Ukraine could face financial sanctions of USD 3.6 billion over the expropriation of aerospace manufacturer Motor Sich from Chinese investors, according Ukrainian-Chinese investment club board member Andriy Pilipenko. The China-Ukraine trade relations expert predicts that the US may step in to compensate Kyiv for losses incurred in international arbitration.
“The possible cost is too much for a country whose economy is highly reliant on exports to China and dependent on IMF financing. This means that Washington may have to compensate Ukraine for the possible USD 3.6 billion losses that may result from arbitration proceedings,” commented Pilipenko.
The China trade specialist claimed that by expropriating Motor Sich from Chinese investors, Kyiv was seeking to “buy the loyalty” of the new US administration. He argued that this approach went beyond American expectations, given the measures imposed by the US on China’s Skyrizon, which is the shareholder of the Ukrainian engine-building plant.
Pilipenko speculated that recent developments tied to Motor Sich could be an attempt by the Ukrainian authorities to divert US attention away from failure to fulfill demands for progress in the fight against corruption. "A March 13 op-ed in the Washington Post made clear what Washington is looking for from its Ukrainian partners. This includes de-oligarchization, overcoming corruption, judicial reform, and support for state institutions capable of consolidating these objectives. There was no mention of the expropriation of Motor Sich in the list of priorities, or any objections to commercial cooperation between Ukraine and China. The Ukrainian authorities have chosen to persist with the Motor Sich issue, while failing to make progress on the key US priority of reforms which would actually benefit Ukraine itself.”

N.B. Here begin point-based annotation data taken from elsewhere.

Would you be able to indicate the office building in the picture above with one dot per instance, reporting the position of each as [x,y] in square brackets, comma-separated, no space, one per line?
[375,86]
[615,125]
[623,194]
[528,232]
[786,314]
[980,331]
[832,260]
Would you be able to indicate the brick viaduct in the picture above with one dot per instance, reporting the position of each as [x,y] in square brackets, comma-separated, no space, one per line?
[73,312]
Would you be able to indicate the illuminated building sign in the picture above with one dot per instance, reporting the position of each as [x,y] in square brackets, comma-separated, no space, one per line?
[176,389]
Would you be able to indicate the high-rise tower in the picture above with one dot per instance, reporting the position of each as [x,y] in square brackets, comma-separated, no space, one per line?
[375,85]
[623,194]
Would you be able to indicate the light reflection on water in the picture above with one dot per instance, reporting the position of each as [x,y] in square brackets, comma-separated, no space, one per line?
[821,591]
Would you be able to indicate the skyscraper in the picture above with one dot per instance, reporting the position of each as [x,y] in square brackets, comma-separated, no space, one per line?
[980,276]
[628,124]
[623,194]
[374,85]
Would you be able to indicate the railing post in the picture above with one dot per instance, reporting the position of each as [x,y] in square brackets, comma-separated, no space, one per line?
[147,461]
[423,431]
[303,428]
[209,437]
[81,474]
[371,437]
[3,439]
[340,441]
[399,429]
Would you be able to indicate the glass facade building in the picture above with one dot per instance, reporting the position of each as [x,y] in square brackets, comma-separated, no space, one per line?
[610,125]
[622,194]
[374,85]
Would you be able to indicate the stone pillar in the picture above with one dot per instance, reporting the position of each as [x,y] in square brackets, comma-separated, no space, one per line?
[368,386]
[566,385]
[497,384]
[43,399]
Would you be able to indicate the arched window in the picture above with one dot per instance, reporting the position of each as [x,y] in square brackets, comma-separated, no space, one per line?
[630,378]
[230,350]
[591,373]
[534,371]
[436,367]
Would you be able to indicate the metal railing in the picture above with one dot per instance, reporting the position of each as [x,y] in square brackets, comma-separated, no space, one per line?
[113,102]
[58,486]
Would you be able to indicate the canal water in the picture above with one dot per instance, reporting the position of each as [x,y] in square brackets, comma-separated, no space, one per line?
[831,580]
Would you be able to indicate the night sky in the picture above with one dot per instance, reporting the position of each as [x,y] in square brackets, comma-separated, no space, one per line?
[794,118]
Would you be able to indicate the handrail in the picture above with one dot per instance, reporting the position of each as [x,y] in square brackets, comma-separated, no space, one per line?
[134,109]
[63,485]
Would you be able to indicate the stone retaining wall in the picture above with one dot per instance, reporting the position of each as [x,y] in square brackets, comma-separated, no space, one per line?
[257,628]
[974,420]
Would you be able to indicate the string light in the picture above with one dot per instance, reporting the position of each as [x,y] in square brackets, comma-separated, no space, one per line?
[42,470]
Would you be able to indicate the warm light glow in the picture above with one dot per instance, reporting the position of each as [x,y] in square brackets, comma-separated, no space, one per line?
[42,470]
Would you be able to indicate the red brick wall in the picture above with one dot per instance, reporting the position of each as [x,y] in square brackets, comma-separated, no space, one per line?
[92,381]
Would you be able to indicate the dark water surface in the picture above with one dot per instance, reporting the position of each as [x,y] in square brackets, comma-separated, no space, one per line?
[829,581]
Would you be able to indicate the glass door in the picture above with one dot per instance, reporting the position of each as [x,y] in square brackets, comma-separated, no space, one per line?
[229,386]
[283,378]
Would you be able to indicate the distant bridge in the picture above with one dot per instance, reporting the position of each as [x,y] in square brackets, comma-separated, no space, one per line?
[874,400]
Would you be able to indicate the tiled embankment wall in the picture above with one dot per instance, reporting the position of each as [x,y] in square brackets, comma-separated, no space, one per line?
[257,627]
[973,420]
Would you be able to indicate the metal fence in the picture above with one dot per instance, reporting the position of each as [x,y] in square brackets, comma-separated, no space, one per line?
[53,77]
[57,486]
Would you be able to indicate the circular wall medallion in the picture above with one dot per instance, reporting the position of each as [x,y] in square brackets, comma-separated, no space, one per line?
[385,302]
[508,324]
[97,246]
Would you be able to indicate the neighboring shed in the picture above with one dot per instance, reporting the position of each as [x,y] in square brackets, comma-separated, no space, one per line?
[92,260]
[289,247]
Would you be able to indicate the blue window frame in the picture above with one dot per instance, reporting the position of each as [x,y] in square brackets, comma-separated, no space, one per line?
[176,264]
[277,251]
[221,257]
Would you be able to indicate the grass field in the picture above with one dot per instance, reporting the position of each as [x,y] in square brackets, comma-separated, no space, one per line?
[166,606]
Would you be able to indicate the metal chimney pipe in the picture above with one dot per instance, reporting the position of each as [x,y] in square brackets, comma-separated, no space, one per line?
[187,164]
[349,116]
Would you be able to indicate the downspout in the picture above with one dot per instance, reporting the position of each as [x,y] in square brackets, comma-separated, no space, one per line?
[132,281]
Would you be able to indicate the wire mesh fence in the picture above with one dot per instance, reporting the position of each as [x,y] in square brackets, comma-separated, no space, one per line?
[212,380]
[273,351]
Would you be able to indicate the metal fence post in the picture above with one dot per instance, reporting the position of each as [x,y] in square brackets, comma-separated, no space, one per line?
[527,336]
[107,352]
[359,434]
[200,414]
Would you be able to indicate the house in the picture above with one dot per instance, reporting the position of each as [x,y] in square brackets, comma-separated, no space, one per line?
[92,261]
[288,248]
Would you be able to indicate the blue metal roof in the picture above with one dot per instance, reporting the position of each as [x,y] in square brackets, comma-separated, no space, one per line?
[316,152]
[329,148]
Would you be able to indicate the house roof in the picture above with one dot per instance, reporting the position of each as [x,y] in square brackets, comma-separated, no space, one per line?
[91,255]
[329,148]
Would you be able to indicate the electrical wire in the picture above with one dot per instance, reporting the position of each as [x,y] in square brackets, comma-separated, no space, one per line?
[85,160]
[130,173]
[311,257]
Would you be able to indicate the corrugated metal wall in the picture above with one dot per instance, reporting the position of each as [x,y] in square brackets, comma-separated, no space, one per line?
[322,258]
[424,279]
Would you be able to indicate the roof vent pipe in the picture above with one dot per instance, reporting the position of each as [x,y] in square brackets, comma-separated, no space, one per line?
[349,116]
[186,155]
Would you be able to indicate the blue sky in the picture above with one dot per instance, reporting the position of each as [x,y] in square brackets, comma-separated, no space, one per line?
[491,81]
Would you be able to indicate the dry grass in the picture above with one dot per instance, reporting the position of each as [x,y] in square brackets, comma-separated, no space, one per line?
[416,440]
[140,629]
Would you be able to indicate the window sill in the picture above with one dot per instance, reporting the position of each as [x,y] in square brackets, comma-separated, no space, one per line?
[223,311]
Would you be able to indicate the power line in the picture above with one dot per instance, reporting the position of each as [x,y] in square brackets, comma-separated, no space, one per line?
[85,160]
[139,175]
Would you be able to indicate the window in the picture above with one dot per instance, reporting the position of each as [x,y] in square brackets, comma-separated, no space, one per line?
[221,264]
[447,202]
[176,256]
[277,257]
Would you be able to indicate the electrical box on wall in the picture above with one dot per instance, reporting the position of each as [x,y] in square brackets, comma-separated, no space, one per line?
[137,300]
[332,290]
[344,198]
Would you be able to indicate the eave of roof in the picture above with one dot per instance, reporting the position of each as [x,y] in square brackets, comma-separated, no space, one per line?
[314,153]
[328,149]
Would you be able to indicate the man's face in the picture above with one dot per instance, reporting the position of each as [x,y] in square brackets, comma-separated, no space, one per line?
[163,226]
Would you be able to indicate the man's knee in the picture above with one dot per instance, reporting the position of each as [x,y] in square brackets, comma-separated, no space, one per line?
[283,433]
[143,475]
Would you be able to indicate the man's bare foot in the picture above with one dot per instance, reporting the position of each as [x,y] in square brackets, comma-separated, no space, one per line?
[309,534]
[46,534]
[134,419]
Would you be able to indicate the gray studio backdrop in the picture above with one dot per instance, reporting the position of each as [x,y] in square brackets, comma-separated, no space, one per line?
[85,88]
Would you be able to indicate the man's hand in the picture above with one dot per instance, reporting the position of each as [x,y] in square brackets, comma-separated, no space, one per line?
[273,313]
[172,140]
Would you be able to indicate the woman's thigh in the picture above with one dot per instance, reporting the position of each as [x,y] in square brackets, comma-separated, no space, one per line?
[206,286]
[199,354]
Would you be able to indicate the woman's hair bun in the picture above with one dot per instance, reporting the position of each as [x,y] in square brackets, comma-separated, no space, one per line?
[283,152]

The Chinese shareholders of Motor Sich are seeking international arbitration in a bid to recover USD 3.6 billion from Ukraine over the what they term as the “illegal expropriation” of the asset. Ukraine’s parliament and the country’s National Security and Defense Council have announced plans for the nationalization of Motor Sich, which was privatized about twenty years ago.
Former Ukrainian Deputy Prime Minister Pavel Rozenko has branded the nationalization of Motor Sich as an example of high-level political corruption and claimed that state funding for the aircraft industry has created an entire caste of corrupt officials and lobbyists. Meanwhile, financial analysts have warned of a threat to the hryvnia if Ukraine loses its international arbitration case over Motor Sich. The issue also promises to fuel tensions with China, which has emerged in recent years as Ukraine’s largest trade partner.